Fast flag update (#1844)

Added additional flags for the front end based on our conversation in stand up this morning.
2025-07-28 14:31:16 -07:00 · 2022-08-19 13:14:44 -04:00 · 2022-08-19 13:14:44 -04:00 · d892bce6cf
commit d892bce6cf
parent 1ee26bf30d
14 changed files with 63 additions and 31 deletions
--- a/data/data-pipeline/data_pipeline/etl/sources/census_acs/etl.py
+++ b/data/data-pipeline/data_pipeline/etl/sources/census_acs/etl.py
@ -227,6 +227,7 @@ class CensusACSETL(ExtractTransformLoad):
                self.COLLEGE_ATTENDANCE_FIELD,
                self.COLLEGE_NON_ATTENDANCE_FIELD,
                self.IMPUTED_COLLEGE_ATTENDANCE_FIELD,
+                field_names.IMPUTED_INCOME_FLAG_FIELD_NAME,
            ]
            + self.RE_OUTPUT_FIELDS
            + [self.PERCENT_PREFIX + field for field in self.RE_OUTPUT_FIELDS]
@ -503,6 +504,13 @@ class CensusACSETL(ExtractTransformLoad):
            }
        )

+        # We generate a boolean that is TRUE when there is an imputed income but not a baseline income, and FALSE otherwise.
+        # This allows us to see which tracts have an imputed income. 
+        df[field_names.IMPUTED_INCOME_FLAG_FIELD_NAME] = (
+            df[field_names.POVERTY_LESS_THAN_200_FPL_IMPUTED_FIELD].notna()
+            & df[field_names.POVERTY_LESS_THAN_200_FPL_FIELD].isna()
+        )
+
        # Strip columns and save results to self.
        self.df = df[self.COLUMNS_TO_KEEP]

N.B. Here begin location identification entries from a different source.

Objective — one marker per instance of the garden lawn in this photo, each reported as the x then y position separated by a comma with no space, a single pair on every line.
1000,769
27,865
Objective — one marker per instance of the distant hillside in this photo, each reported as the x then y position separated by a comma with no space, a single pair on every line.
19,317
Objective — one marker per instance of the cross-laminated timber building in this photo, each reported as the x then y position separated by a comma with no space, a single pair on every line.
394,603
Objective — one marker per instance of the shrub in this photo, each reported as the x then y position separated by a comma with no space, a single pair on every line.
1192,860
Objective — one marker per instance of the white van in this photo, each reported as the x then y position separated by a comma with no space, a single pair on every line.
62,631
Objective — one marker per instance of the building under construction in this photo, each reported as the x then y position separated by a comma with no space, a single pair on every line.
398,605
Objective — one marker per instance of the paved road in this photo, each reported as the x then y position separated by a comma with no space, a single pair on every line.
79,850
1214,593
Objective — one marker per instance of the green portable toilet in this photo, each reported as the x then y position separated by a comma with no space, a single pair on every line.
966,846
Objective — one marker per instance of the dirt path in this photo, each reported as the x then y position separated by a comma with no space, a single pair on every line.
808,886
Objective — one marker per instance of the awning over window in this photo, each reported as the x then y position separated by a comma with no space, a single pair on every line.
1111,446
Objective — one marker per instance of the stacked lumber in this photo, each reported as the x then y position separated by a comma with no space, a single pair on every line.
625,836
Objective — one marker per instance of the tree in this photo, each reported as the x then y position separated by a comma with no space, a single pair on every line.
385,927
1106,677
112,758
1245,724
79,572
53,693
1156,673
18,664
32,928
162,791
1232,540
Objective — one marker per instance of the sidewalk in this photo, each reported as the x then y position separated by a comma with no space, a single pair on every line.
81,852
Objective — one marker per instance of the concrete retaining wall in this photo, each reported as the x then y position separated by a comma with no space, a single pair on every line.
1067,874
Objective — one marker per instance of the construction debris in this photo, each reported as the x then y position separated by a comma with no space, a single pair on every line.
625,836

--- a/data/data-pipeline/data_pipeline/etl/sources/census_acs/etl_imputations.py
+++ b/data/data-pipeline/data_pipeline/etl/sources/census_acs/etl_imputations.py
@ -92,12 +92,17 @@ def calculate_income_measures(
    )

    # Iterate through the dataframe to impute in place
+    ## TODO: We should probably convert this to a spatial join now that we are doing >1 imputation and it's taking a lot
+    ## of time, but thinking through how to do this while maintaining the masking will take some time. I think the best
+    ## way would be to (1) spatial join to all neighbors, and then (2) iterate to take the "smallest" set of neighbors...
+    ## but haven't implemented it yet.
    for index, row in geo_df.iterrows():
        if row[geoid_field] in tract_list:
            neighbor_mask = _get_neighbor_mask(geo_df, row)
            county_mask = _get_fips_mask(
                geo_df=geo_df, row=row, fips_digits=5, geoid_field=geoid_field
            )
+            ## TODO: Did CEQ decide to cut this?
            state_mask = _get_fips_mask(
                geo_df=geo_df, row=row, fips_digits=2, geoid_field=geoid_field
            )